Youle Mike, Staszweski Schlomo, Clotet Bonaventura, Arribas José Ramon, Blaxhult Anders, Carosi Giampiero, Dejesus Edwin, Di Perri Gianni, Estrada Vicente, Fisher Martin, Kovacs Colin, Kulasegaram Ranjababu, Lazzarin Adriano, Marriott Debbie, Muñoz Leopoldo, Reynes Jacques, Shalit Peter, Slim Jihad, Tsoukas Chris, Vaccaro Anthony, Vera José
Royal Free Hospital Centre for HIV Medicine, Royal Free Hospital, London, UK.
HIV Clin Trials. 2006 Mar-Apr;7(2):86-96. doi: 10.1310/2xvk-pbgl-735n-wh72.

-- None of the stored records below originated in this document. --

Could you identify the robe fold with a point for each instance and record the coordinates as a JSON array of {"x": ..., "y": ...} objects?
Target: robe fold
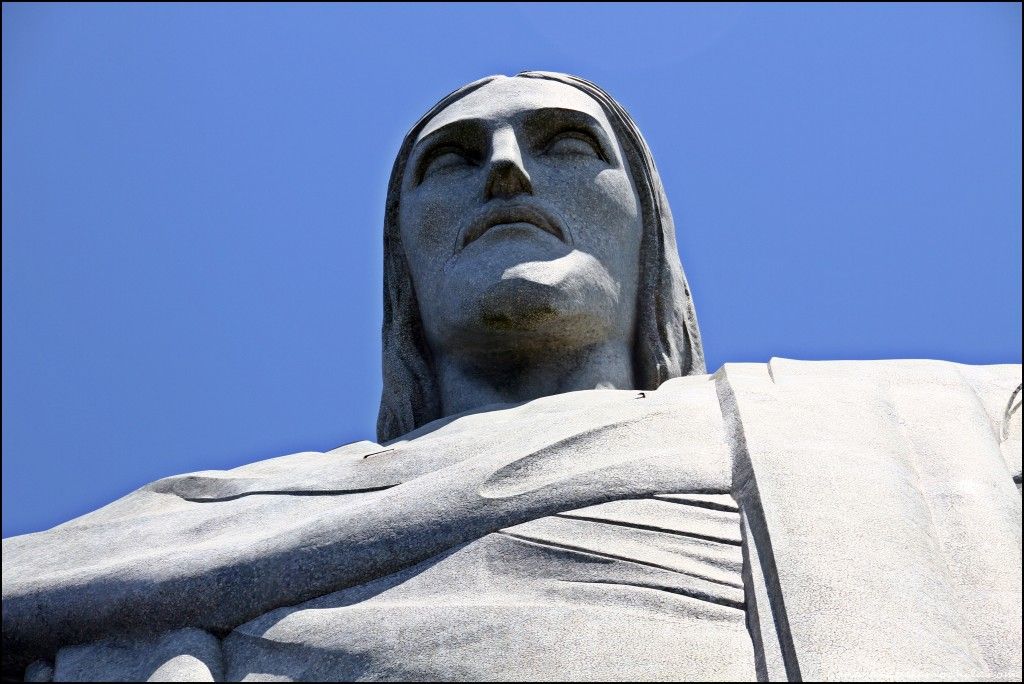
[{"x": 790, "y": 520}]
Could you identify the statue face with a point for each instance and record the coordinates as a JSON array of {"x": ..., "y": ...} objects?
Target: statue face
[{"x": 520, "y": 222}]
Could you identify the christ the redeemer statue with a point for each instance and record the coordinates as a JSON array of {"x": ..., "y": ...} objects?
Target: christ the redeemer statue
[{"x": 558, "y": 489}]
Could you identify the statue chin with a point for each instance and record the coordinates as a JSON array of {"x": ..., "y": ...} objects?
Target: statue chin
[{"x": 535, "y": 307}]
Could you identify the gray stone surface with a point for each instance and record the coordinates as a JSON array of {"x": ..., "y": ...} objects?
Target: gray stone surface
[
  {"x": 523, "y": 541},
  {"x": 182, "y": 655},
  {"x": 527, "y": 513},
  {"x": 528, "y": 250}
]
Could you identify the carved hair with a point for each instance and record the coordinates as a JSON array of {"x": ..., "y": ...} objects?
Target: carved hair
[{"x": 667, "y": 339}]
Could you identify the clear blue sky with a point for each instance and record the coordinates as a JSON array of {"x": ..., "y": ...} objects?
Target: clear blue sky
[{"x": 193, "y": 202}]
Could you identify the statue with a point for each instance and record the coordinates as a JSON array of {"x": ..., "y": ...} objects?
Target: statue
[{"x": 558, "y": 489}]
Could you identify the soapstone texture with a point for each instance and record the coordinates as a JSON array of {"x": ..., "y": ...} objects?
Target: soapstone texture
[
  {"x": 558, "y": 490},
  {"x": 561, "y": 541}
]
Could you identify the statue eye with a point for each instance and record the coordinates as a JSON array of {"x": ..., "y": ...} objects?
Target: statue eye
[
  {"x": 573, "y": 143},
  {"x": 445, "y": 159}
]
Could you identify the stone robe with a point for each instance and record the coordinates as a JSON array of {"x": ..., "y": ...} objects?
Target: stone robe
[{"x": 790, "y": 520}]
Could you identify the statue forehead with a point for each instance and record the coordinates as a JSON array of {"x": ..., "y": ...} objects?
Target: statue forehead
[{"x": 506, "y": 97}]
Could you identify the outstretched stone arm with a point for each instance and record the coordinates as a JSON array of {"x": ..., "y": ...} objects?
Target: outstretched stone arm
[{"x": 193, "y": 552}]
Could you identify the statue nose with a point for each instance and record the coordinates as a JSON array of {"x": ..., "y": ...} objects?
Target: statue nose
[{"x": 507, "y": 176}]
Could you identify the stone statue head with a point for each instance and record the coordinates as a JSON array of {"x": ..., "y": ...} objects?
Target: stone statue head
[{"x": 528, "y": 250}]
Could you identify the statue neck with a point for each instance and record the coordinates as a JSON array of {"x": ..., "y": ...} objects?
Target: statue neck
[{"x": 467, "y": 384}]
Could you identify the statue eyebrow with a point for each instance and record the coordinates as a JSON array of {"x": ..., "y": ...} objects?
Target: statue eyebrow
[
  {"x": 544, "y": 123},
  {"x": 467, "y": 132}
]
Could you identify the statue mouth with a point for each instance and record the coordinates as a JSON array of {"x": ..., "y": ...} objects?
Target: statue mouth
[{"x": 511, "y": 215}]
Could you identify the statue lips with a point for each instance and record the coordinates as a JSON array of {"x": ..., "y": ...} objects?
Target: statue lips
[{"x": 509, "y": 214}]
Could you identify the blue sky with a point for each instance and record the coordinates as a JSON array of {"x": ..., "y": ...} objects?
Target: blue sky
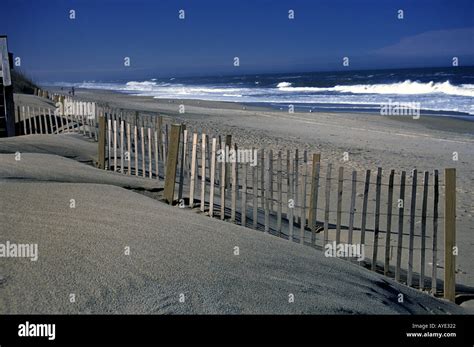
[{"x": 53, "y": 47}]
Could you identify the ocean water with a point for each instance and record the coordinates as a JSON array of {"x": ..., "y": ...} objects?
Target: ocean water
[{"x": 447, "y": 91}]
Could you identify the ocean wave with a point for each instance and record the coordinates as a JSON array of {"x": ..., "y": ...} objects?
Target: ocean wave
[
  {"x": 283, "y": 85},
  {"x": 401, "y": 88}
]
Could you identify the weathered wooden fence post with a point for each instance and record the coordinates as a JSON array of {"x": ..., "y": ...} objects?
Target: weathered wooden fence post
[
  {"x": 172, "y": 163},
  {"x": 7, "y": 115},
  {"x": 450, "y": 234},
  {"x": 101, "y": 156},
  {"x": 435, "y": 233}
]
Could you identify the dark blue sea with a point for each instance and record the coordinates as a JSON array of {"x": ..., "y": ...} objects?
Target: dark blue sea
[{"x": 443, "y": 91}]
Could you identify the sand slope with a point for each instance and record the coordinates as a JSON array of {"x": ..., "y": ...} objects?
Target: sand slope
[{"x": 172, "y": 251}]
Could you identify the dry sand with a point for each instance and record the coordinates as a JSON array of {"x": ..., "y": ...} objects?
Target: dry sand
[
  {"x": 172, "y": 252},
  {"x": 372, "y": 140}
]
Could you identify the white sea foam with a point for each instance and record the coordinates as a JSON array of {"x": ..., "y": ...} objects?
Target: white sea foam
[
  {"x": 432, "y": 96},
  {"x": 402, "y": 88}
]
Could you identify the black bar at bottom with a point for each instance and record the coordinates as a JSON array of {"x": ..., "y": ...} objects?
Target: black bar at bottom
[{"x": 212, "y": 329}]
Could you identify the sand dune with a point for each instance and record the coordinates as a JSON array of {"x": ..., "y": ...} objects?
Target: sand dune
[{"x": 172, "y": 252}]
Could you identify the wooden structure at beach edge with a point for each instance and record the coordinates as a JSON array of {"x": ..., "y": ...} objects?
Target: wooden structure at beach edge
[
  {"x": 7, "y": 107},
  {"x": 290, "y": 194}
]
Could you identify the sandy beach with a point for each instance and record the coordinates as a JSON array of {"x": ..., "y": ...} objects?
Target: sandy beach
[
  {"x": 176, "y": 252},
  {"x": 173, "y": 252},
  {"x": 390, "y": 142}
]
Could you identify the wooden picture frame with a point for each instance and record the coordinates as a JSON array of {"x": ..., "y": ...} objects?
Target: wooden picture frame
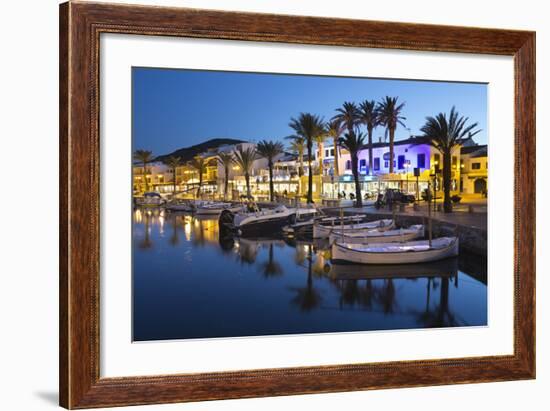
[{"x": 80, "y": 27}]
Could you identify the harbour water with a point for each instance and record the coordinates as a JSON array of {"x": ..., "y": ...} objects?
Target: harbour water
[{"x": 189, "y": 284}]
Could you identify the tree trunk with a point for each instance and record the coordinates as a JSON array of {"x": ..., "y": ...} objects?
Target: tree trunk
[
  {"x": 355, "y": 171},
  {"x": 369, "y": 171},
  {"x": 392, "y": 133},
  {"x": 270, "y": 167},
  {"x": 247, "y": 179},
  {"x": 310, "y": 175},
  {"x": 336, "y": 166},
  {"x": 447, "y": 206}
]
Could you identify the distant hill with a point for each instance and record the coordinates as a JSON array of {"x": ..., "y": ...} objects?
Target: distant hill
[{"x": 187, "y": 153}]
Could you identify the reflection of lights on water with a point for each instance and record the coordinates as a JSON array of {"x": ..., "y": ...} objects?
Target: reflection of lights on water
[
  {"x": 161, "y": 223},
  {"x": 187, "y": 229}
]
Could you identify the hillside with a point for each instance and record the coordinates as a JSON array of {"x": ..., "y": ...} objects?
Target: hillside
[{"x": 187, "y": 153}]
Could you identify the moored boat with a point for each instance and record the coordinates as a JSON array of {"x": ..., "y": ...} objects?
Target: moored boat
[
  {"x": 261, "y": 222},
  {"x": 377, "y": 236},
  {"x": 396, "y": 253},
  {"x": 150, "y": 199},
  {"x": 323, "y": 230}
]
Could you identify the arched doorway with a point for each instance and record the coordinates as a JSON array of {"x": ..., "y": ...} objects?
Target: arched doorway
[{"x": 480, "y": 185}]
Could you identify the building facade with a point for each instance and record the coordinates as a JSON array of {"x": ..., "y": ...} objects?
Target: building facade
[
  {"x": 474, "y": 169},
  {"x": 415, "y": 164}
]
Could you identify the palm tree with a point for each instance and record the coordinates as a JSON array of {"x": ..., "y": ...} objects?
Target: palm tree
[
  {"x": 334, "y": 130},
  {"x": 225, "y": 159},
  {"x": 144, "y": 157},
  {"x": 199, "y": 164},
  {"x": 444, "y": 134},
  {"x": 244, "y": 158},
  {"x": 308, "y": 126},
  {"x": 269, "y": 150},
  {"x": 353, "y": 143},
  {"x": 298, "y": 145},
  {"x": 173, "y": 162},
  {"x": 369, "y": 117},
  {"x": 348, "y": 116},
  {"x": 389, "y": 115}
]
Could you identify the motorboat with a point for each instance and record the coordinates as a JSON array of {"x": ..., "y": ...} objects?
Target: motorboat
[
  {"x": 396, "y": 253},
  {"x": 253, "y": 221},
  {"x": 216, "y": 208},
  {"x": 378, "y": 236},
  {"x": 306, "y": 226},
  {"x": 323, "y": 230}
]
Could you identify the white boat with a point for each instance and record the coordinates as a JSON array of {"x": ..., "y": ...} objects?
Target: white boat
[
  {"x": 307, "y": 225},
  {"x": 324, "y": 230},
  {"x": 378, "y": 236},
  {"x": 396, "y": 253},
  {"x": 442, "y": 268},
  {"x": 150, "y": 199},
  {"x": 179, "y": 206},
  {"x": 216, "y": 208}
]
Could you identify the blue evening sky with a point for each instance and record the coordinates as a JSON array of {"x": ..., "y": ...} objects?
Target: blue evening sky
[{"x": 179, "y": 108}]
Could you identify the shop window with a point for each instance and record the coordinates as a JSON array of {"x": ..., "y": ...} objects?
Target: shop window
[{"x": 421, "y": 160}]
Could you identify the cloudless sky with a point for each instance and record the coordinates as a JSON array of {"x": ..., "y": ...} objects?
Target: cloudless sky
[{"x": 179, "y": 108}]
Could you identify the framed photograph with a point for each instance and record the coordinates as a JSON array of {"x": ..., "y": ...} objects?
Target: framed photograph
[{"x": 259, "y": 205}]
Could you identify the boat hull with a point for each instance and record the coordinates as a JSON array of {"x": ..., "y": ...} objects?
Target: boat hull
[
  {"x": 216, "y": 211},
  {"x": 323, "y": 231},
  {"x": 263, "y": 227},
  {"x": 352, "y": 253},
  {"x": 376, "y": 236}
]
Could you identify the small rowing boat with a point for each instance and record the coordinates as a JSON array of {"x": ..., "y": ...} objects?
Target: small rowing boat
[
  {"x": 396, "y": 253},
  {"x": 377, "y": 236},
  {"x": 323, "y": 230}
]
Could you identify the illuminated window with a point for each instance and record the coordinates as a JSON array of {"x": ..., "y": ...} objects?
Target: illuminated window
[{"x": 421, "y": 160}]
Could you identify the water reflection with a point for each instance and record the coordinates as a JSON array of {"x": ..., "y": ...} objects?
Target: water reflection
[{"x": 190, "y": 283}]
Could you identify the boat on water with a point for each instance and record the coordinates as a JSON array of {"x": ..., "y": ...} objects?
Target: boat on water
[
  {"x": 323, "y": 230},
  {"x": 441, "y": 268},
  {"x": 377, "y": 236},
  {"x": 306, "y": 226},
  {"x": 150, "y": 199},
  {"x": 253, "y": 221},
  {"x": 180, "y": 206},
  {"x": 396, "y": 253},
  {"x": 216, "y": 208}
]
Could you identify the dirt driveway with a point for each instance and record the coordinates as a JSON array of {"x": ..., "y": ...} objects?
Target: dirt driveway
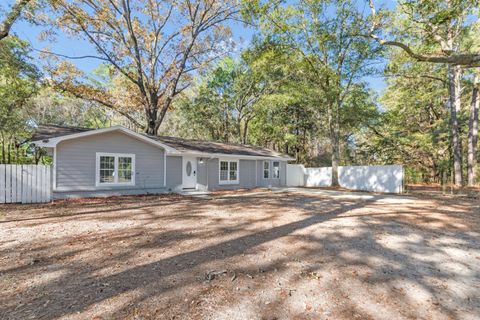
[{"x": 295, "y": 255}]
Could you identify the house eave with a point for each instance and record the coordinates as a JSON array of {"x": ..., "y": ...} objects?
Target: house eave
[
  {"x": 52, "y": 143},
  {"x": 230, "y": 156}
]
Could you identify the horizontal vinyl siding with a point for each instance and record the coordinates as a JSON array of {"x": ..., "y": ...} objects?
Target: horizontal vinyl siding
[{"x": 76, "y": 161}]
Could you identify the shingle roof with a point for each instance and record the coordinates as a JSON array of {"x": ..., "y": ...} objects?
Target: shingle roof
[{"x": 45, "y": 132}]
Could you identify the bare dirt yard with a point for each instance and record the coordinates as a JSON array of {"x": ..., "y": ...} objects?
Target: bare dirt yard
[{"x": 310, "y": 254}]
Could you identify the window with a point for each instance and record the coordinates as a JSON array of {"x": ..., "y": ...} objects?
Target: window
[
  {"x": 228, "y": 171},
  {"x": 276, "y": 170},
  {"x": 266, "y": 169},
  {"x": 115, "y": 169}
]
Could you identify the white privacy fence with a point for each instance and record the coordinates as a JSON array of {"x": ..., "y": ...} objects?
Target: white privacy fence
[
  {"x": 368, "y": 178},
  {"x": 25, "y": 183}
]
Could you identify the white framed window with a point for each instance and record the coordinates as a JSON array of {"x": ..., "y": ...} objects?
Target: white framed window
[
  {"x": 276, "y": 169},
  {"x": 114, "y": 169},
  {"x": 266, "y": 169},
  {"x": 228, "y": 171}
]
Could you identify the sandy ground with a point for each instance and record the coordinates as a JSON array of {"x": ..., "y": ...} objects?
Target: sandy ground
[{"x": 308, "y": 254}]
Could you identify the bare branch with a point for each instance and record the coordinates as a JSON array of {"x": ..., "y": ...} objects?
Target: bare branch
[{"x": 11, "y": 17}]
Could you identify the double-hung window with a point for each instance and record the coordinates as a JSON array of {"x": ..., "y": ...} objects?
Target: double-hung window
[
  {"x": 276, "y": 170},
  {"x": 266, "y": 169},
  {"x": 228, "y": 172},
  {"x": 115, "y": 169}
]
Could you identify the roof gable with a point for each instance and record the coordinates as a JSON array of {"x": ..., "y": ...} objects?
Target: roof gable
[{"x": 49, "y": 136}]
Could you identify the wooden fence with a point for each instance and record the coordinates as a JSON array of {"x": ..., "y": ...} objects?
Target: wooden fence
[{"x": 25, "y": 183}]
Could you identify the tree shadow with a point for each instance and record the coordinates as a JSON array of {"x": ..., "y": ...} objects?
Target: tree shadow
[{"x": 321, "y": 235}]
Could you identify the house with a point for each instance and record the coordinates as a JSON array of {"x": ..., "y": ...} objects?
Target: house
[{"x": 119, "y": 161}]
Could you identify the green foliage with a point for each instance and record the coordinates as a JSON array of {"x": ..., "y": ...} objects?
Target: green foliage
[{"x": 19, "y": 81}]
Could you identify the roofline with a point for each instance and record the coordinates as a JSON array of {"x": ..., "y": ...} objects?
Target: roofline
[
  {"x": 52, "y": 142},
  {"x": 230, "y": 155}
]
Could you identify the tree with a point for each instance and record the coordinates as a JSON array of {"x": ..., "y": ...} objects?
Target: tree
[
  {"x": 225, "y": 100},
  {"x": 414, "y": 128},
  {"x": 323, "y": 32},
  {"x": 19, "y": 82},
  {"x": 11, "y": 17},
  {"x": 151, "y": 46},
  {"x": 473, "y": 131},
  {"x": 438, "y": 21},
  {"x": 432, "y": 31}
]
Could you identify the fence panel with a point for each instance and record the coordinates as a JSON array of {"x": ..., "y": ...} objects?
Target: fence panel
[
  {"x": 25, "y": 183},
  {"x": 368, "y": 178}
]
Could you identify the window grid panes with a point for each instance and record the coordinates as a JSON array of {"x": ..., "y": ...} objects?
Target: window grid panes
[
  {"x": 115, "y": 169},
  {"x": 107, "y": 169},
  {"x": 266, "y": 169},
  {"x": 233, "y": 171},
  {"x": 276, "y": 170},
  {"x": 228, "y": 171},
  {"x": 124, "y": 169},
  {"x": 224, "y": 170}
]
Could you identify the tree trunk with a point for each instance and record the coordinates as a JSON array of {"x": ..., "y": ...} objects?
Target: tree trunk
[
  {"x": 454, "y": 74},
  {"x": 335, "y": 141},
  {"x": 473, "y": 132}
]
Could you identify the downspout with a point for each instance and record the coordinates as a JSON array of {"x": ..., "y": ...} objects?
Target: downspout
[{"x": 206, "y": 164}]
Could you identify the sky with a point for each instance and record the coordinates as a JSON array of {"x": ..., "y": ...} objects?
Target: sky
[{"x": 242, "y": 35}]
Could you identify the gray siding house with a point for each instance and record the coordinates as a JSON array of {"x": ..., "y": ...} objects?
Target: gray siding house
[{"x": 119, "y": 161}]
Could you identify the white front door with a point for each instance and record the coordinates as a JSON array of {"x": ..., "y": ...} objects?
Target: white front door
[{"x": 189, "y": 172}]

Recent data from clinical trials investigating the efficacy of enfuvirtide, a fusion inhibitor, in treatment-experienced patients have revealed that the addition of enfuvirtide (ENF) to an active boosted protease inhibitor regimen doubles the rate of virological response. At week 48 of the TORO studies, 55% of patients previously naive to and receiving lopinavir/ritonavir (LPV/r) with ENF achieved a viral load of <400 copies/mL compared with 24% of patients treated with LPV/r alone. At week 24 of the RESIST studies, 70% of previously ENF-naive patients who took both ENF and tipranavir/ritonavir (TPV/r) achieved a >or=1 log10 reduction in viral load compared with 37% of such patients treated with TPV/r alone. Similarly, concomitant use of TMC114/ritonavir (TMC114/r) with ENF, compared with TMC114/r alone, increased the number of patients with <50 copies/mL from 46% to 64% in a combined 24-week analysis from the POWER trials. Data from these trials suggest that combining one agent from a new class with a new agent from a previously exposed class offers a greater chance of achieving full virological control than either type of agent alone. Undetectable viraemia should be the primary objective for treatment-experienced patients requiring a switch in therapy, and the present data support the combination of an active boosted protease inhibitor with an agent from a new class (e.g., ENF) for triple-class-experienced patients.
近期关于融合抑制剂恩夫韦肽在经治患者中疗效的临床试验数据显示,在高效强化蛋白酶抑制剂治疗方案中加用恩夫韦肽(ENF)可使病毒学应答率翻倍。在TORO研究的第48周,既往未接受过治疗且接受洛匹那韦/利托那韦(LPV/r)联合ENF治疗的患者中,55%的患者病毒载量降至<400拷贝/毫升,而单独接受LPV/r治疗的患者这一比例为24%。在RESIST研究的第24周,既往未接受过ENF治疗且同时服用ENF和替拉那韦/利托那韦(TPV/r)的患者中,70%的患者病毒载量降低≥1 log10,而单独接受TPV/r治疗的患者这一比例为37%。同样,在POWER试验合并的24周分析中,与单独使用TMC114/利托那韦(TMC114/r)相比,TMC114/r与ENF联合使用使病毒载量<50拷贝/毫升的患者比例从46%增至64%。这些试验数据表明,将一类新药物中的一种与既往使用过的一类新药物联合使用,比单独使用任何一种药物更有可能实现完全病毒学控制。对于需要更换治疗方案的经治患者,不可检测的病毒血症应是主要治疗目标,目前的数据支持将高效强化蛋白酶抑制剂与一类新药物(如ENF)联合用于接受过三类药物治疗的患者。